R: Check if a birth-death model adequately explains a timetree.

model_adequacy_hbd {castor}

R Documentation

Check if a birth-death model adequately explains a timetree.

Description

Given a rooted ultrametric timetree and a homogenous birth-death model, check if the model adequately explains various aspects of the tree, such as the branch length and node age distributions and other test statistics. The function uses bootstrapping to simulate multiple hypothetical trees according to the model and then compares the distribution of those trees to the original tree. This function may be used to quantify the "goodness of fit" of a birth-death model to a timetree.

Usage

model_adequacy_hbd( tree,
                    models,
                    splines_degree  = 1,
                    extrapolate     = FALSE,
                    Nbootstraps     = 1000,
                    Nthreads        = 1)

Arguments

`tree`	A rooted ultrametric timetree of class "phylo".
`models`	Either a single HBD model or a list of HBD models, specifying the pool of models from which to randomly draw bootstraps. Every model should itself be a named list with some or all of the following elements: `ages`: Numeric vector, specifying discrete ages (times before present) in ascending order, on which the pulled speciation rate will be specified. Age increases from tips to root; the youngest tip in the input tree has age 0. The age grid must cover the present-day (age 0) and the root `PSR`: Numeric vector of size NG, listing the pulled speciation rate (PSR) of the HBD model at the corresponding `ages`. Between grid points, the PSR is assumed to either be constant (if `splines_degree=0`), or linearly (if `splines_degree=1`) or quadratically (if `splines_degree=2`) or cubically (if `splines_degree=3`). To calculate the PSR of an HBD model based on the speciation and extinction rate, see `simulate_deterministic_hbd`.
`splines_degree`	Integer, one of 0, 1, 2 or 3, specifying the polynomial degree of the PSR between age-grid points. For example, `splines_degree=0` means piecewise constant, `splines_degree=1` means piecewise linear and so on.
`extrapolate`	Logical, specifying whether to extrapolate the model variables `\lambda`, `\mu`, `\psi` and `\kappa` (as constants) beyond the provided age grid all the way to `stem_age` and `end_age` if needed.
`Nbootstraps`	Integer, the number of bootstraps (simulations) to perform for calculating statistical significances. A larger number will increase the accuracy of estimated statistical significances.
`Nthreads`	Integer, number of parallel threads to use for bootstrapping. Note that on Windows machines this option is ignored.

Details

In addition to model selection, the adequacy of any chosen model should also be assessed in absolute terms, i.e. not just relative to other competing models (after all, all considered models might be bad). This function essentially determines how probable it is for hypothetical trees generated by a candidate model to resemble the tree at hand, in terms of various test statistics (such as the historically popular "gamma" statistic, or the Colless tree imbalance). In particular, the function uses a Kolmogorov-Smirnov test to check whether the probability distributions of edge lengths and node ages in the tree resemble those expected under the model. All statistical significances are calculated using bootstrapping, i.e. by simulating trees from the provided model with the same number of tips and the same root age as the original tree.

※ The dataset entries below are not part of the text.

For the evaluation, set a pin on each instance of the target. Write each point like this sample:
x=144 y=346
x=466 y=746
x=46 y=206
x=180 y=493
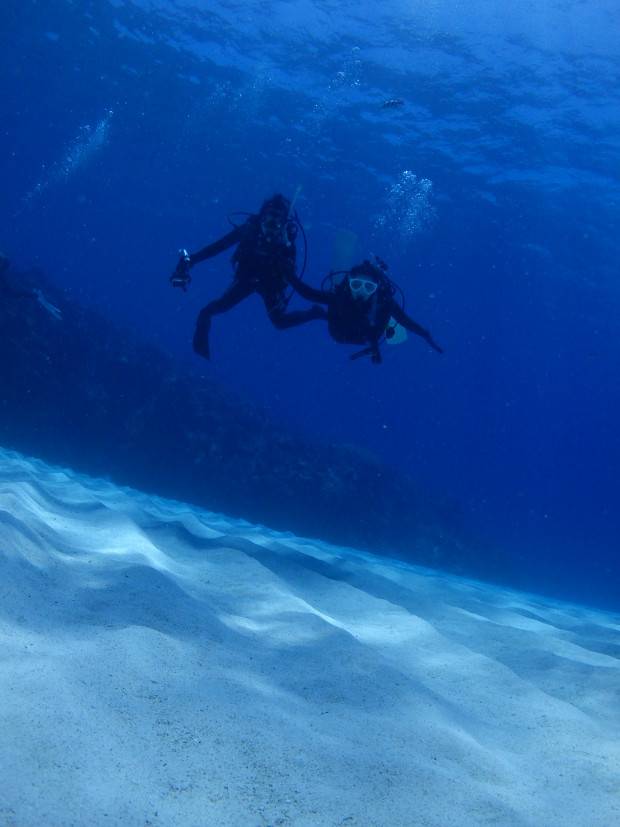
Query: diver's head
x=273 y=216
x=364 y=280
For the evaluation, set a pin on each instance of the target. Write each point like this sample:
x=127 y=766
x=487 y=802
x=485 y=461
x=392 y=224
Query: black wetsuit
x=356 y=321
x=262 y=266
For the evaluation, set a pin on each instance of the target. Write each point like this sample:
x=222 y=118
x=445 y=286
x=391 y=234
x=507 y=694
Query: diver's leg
x=235 y=293
x=275 y=305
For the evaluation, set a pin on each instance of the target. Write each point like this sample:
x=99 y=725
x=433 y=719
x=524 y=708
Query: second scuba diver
x=362 y=308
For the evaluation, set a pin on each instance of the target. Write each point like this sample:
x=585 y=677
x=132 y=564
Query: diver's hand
x=181 y=277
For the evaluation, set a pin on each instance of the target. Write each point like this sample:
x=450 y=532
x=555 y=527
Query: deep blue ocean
x=131 y=129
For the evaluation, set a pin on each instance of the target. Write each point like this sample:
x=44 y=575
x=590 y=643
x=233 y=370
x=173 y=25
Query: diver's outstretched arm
x=407 y=322
x=312 y=294
x=217 y=247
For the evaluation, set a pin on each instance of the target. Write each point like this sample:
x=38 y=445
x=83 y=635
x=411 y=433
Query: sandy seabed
x=163 y=665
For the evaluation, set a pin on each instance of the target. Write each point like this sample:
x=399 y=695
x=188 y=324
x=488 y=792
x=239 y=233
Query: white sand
x=163 y=665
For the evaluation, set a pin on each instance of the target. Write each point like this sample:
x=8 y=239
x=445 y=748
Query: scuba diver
x=264 y=263
x=362 y=309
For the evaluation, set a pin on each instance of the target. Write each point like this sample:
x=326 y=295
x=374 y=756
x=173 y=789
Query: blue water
x=131 y=129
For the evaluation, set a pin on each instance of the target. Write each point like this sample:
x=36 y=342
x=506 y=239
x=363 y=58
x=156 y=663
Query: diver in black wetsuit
x=362 y=310
x=7 y=290
x=264 y=263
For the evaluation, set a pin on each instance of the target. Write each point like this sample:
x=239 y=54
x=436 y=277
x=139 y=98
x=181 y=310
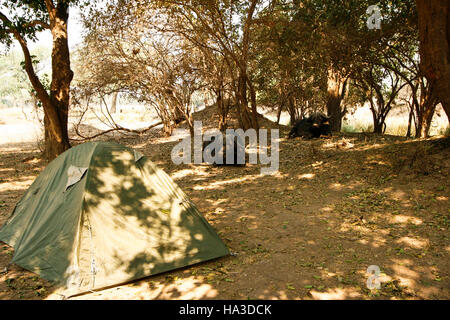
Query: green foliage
x=15 y=88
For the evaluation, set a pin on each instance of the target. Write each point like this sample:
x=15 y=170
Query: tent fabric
x=101 y=214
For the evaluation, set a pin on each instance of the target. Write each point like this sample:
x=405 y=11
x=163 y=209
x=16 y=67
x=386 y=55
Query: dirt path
x=335 y=207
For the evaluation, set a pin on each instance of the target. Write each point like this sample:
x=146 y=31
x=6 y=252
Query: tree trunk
x=335 y=93
x=245 y=119
x=58 y=138
x=424 y=119
x=434 y=31
x=114 y=102
x=410 y=118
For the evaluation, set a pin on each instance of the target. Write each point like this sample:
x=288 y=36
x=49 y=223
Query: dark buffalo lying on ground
x=237 y=161
x=316 y=125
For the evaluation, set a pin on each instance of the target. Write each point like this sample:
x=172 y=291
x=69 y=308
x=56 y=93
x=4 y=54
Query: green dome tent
x=101 y=214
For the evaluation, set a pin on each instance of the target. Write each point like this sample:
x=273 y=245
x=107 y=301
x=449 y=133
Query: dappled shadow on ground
x=311 y=231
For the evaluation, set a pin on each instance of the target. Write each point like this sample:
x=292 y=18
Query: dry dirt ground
x=310 y=231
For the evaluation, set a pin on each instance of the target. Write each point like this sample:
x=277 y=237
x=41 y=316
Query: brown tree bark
x=336 y=86
x=56 y=102
x=434 y=34
x=114 y=102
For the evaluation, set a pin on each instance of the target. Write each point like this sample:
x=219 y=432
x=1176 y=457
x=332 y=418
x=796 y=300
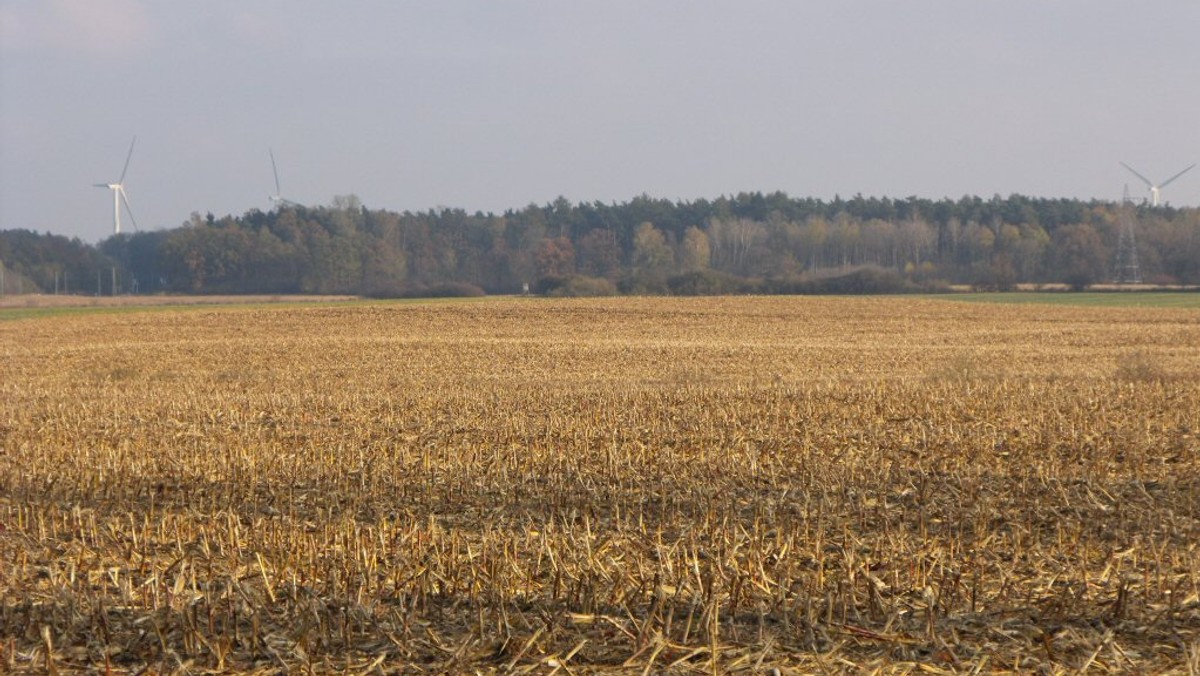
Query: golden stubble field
x=582 y=486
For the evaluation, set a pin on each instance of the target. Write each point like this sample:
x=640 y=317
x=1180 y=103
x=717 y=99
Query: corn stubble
x=633 y=485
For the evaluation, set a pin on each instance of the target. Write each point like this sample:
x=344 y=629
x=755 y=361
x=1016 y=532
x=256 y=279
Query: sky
x=495 y=105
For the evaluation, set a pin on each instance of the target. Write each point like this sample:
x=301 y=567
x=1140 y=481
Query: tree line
x=766 y=243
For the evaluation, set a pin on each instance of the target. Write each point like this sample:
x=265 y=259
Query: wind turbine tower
x=279 y=196
x=1156 y=190
x=1127 y=269
x=119 y=196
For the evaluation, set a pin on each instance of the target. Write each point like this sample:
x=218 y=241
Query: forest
x=750 y=243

Note that even if an HBD model appears to adequately explain a given timetree, this does not mean that the model even approximately resembles the true diversification history (i.e., the true speciation and extinction rates) that generated the tree (Louca and Pennell 2020). Hence, it is generally more appropriate to say that a given model "congruence class" (or PSR) rather than a specific model (speciation rate, extinction rate, and sampling fraction) explains the tree.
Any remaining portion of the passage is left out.